Album. Released 1981.  

BBC Review

There’s an almost autistic single-mindedness about this album’s monochromatic howl.

Sid Smith 2007

Consisting of mostly undigested lumps of bile spat out with a caustic vehemence, the word ‘uncompromising’“ might well have been designed with LA punk combo, Black Flag, in mind. There’s an almost autistic single-mindedness about this album’s monochromatic howl. Consisting of short–sharp-shock songs taken at a frenzied pace, the stripped-back garage sound is topped by the splenetic baying of vocalist Henry Rollins.

Formed in 1977 and guided by guitarist Gregg Ginn, the band was the embodiment of dysfunctional, disaffected white America, borrowing from the UK’s punk movement but adding more than enough attitude to derail an oncoming train. It wasn’t until fan of the band, Rollins, joined the group – after jumping on stage during a gig – that they found their stride and recorded their guttural debut. Essentially an album of electric protest songs, if asked what it was they were getting hot under the collar about, then you’d have to say just about everything! The likeably buffoonish “TV Party” and “Six Pack” are acute digs at slackers everywhere, whilst “Gimme, Gimme, Gimme” takes a swing at the insularities and shortcomings of the ‘me’ generation.

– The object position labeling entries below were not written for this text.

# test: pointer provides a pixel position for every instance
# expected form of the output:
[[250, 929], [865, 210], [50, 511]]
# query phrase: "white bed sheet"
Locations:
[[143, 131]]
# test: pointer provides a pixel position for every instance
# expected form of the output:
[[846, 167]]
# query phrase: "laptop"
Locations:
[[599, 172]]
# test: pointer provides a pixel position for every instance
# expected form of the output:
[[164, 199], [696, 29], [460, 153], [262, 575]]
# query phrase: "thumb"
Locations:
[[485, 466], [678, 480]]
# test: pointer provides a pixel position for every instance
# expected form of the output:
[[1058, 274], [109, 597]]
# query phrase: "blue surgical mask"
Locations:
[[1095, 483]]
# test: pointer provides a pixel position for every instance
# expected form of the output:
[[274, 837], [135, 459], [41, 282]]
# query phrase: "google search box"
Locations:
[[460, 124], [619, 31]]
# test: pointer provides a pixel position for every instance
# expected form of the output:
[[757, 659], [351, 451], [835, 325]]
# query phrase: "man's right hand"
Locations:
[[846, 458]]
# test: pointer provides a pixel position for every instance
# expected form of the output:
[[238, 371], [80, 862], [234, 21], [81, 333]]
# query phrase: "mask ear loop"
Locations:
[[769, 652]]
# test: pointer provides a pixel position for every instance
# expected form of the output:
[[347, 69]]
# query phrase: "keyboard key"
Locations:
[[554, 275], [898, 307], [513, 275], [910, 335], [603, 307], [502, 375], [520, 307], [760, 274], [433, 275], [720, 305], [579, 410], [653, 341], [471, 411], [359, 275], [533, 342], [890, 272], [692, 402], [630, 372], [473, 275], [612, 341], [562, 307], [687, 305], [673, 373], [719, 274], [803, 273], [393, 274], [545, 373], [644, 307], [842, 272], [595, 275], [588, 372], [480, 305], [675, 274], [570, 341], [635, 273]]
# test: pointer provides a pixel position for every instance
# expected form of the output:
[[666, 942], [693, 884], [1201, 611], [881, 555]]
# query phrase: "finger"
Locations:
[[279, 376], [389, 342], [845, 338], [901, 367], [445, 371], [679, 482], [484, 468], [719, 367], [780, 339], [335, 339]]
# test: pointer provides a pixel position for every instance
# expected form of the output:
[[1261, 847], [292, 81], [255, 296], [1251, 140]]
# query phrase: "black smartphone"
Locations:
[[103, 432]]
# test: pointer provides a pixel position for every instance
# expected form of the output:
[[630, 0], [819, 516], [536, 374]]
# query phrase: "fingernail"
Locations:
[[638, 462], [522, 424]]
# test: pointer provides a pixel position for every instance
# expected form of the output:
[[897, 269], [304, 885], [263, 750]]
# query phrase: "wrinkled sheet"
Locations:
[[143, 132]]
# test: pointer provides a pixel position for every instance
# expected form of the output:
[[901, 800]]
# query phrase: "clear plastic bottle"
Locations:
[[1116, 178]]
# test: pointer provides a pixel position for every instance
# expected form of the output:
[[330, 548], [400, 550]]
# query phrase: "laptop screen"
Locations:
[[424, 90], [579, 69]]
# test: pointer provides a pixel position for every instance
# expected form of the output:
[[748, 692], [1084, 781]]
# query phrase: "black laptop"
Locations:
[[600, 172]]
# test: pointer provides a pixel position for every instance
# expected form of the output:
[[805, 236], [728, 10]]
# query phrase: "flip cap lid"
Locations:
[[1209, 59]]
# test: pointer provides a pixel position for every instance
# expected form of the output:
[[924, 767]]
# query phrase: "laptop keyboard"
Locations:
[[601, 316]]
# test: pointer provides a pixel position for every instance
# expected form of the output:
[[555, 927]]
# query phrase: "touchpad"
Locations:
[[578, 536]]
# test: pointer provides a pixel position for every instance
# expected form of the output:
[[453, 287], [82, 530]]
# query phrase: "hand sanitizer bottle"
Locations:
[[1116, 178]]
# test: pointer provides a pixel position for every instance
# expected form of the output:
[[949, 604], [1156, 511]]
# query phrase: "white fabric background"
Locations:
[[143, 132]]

Mostly though, their invective nails self-doubt, alienation and the self-inflicted martyrdom of being square pegs tired of being battered into a round of hole of conformity. The one variation in their acidic drench of sound is “Life of Pain”, opening with an angular motif revealing that Ginn had more than a passing knowledge of Robert Fripp’s 1979 solo album, Exposure.

Despite coming a few years after the white heat of the punk revolution had cooled off somewhat, the album caused waves when released in 1981 for the extremes of its furious nihilism. Further albums of similar ferocity (though widened musicality) followed, but they folded in 1986. Even after more than 25 years, listening to it is akin to stumbling into the middle of a bar-room brawl. Though you wouldn’t guess it from this outing, Henry Rollins went on to become of the most incisive observers of the period via his book and spoken word CD, Get In The Van.